Winter Sports: Wishful Thinking?

With the winter sport season just around the corner for the state of New York, I, and many winter athletes, want to know the true condition and state of the upcoming season. Thanks to our high school’s athletic director, Mr. Barrett, some of the grey areas have been cleared up.

Similar to the fall sports season, there are categories that classify each sport: high risk, moderate risk, and low risk. In the high risk category falls basketball, wrestling, hockey and cheerleading. These sports will be put on hold for this scheduled winter season. Moderate sports include indoor track and field, swim, bowling and gymnastics.  Governor Cuomo has given moderate and low risk sports the green light to start on January 11th. Of course this is assuming no future outbreaks occur at schools throughout the state. 

Unfortunately, the season won’t include the NYSPHSAA (New York State Public High School Athletic Association) Championships. Instead there will only be a smaller, regional playoff. With the season already prolonging its start and only lasting until March 1st,  Barrett says, “We are looking at approximately 10 games for each sport with hopefully a regional playoff similar to the Fall season. That would consist of local teams playing for a championship.” For reference, the fall season playoffs only hosted 8 teams, with one having to leave due to COVID problems. This would limit the number of opponents for the playoffs.

With COVID surging at rates as fast as it is, you would think the protocol would follow a “one strike, you’re out” rule. However, Barrett thinks it will be up to each individual school district to figure out the correct protocol. Looking back to the fall season, our teams were able to make it to the end of the season. In fact, the only games that our teams didn’t play in was because the opposing school had a problem. Not only are we fortunate to be able to compete, our school wants us to compete. Barrett says, “I think it [competing] is great for their [athletes] social emotional well being, their parents and families but it has to be safe and we have to be careful”. Speaking as an athlete, there is no better feeling than to know our school district wants to see us out there and playing. As students of YHS we should all be grateful for how well Dr. Hattar and YCSD has handled the pandemic. Given this gift to play is something not many other student athletes can say about themselves.

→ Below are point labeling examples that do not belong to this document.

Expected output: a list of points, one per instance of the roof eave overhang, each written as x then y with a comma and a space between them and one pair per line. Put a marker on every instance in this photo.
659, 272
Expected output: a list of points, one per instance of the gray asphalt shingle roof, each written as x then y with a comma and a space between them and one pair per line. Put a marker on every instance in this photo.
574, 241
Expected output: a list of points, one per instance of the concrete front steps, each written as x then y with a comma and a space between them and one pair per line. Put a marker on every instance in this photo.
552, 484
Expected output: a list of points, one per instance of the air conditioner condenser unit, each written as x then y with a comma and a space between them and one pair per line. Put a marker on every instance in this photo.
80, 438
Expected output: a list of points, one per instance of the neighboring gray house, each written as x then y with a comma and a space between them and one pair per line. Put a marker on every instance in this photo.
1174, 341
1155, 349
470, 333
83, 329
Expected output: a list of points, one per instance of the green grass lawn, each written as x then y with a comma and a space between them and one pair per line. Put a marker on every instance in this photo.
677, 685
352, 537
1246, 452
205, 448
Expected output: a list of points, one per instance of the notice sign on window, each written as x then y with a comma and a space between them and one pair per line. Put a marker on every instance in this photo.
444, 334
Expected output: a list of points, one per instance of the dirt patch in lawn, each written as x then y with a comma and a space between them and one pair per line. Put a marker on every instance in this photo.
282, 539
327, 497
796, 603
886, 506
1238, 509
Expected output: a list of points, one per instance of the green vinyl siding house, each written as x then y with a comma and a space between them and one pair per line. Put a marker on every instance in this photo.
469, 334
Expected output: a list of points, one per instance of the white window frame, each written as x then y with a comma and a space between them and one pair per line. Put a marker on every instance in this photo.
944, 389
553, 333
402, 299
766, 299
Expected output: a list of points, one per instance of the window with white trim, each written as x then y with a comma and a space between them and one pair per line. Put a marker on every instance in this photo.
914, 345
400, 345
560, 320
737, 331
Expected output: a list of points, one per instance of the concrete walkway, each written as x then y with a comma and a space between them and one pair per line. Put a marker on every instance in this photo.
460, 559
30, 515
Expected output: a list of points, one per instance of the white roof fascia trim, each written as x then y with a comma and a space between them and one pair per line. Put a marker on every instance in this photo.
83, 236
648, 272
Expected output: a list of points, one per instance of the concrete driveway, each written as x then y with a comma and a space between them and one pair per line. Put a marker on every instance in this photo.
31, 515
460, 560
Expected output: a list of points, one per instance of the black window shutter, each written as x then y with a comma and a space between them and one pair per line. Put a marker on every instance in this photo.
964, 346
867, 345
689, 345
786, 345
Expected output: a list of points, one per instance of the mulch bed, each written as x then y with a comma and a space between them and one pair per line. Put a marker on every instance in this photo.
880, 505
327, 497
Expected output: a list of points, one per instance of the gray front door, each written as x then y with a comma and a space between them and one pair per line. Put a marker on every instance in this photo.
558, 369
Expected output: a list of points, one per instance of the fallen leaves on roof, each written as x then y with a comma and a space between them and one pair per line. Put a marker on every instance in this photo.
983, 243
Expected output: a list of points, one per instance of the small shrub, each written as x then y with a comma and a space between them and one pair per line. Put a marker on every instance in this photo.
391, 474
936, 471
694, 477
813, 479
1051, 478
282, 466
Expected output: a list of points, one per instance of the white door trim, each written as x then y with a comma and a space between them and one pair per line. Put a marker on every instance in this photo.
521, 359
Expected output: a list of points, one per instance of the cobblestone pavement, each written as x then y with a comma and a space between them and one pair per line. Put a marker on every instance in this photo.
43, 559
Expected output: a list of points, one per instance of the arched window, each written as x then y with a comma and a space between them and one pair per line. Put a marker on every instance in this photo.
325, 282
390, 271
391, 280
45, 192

For now, many winter athletes and coaches want to make the most of any season they can get their hands on. Seeing fall athletes follow school and athletic protocols, as well as be able to participate in a full season will hopefully motivate the winter athletes to do the same. As of right now, winter athletes will be given the chance to follow in the fall athletes’ footprints. With justified praise from the AD, “ I think they will rise to the occasion and make the most out of that chance”, winter athletes must be psyched up to get on the competitive stage. Both students and teachers at any high school can agree that seeing their team succeed is a good thing. With full support, how will these athletes, geared to persevere and accomplish, handle the spotlight? Given the excellent coaching staff and athletic department, I’d say they are in a great spot

For now, we all mark off days on our calendars for that golden January 11 start date. Not only will it mark the return of sports to YHS, but it will also bring a sense of normality to students and teachers alike. With one of the most anticipated seasons just on the horizon, the whole country will turn to these young athletes for inspiration and entertainment.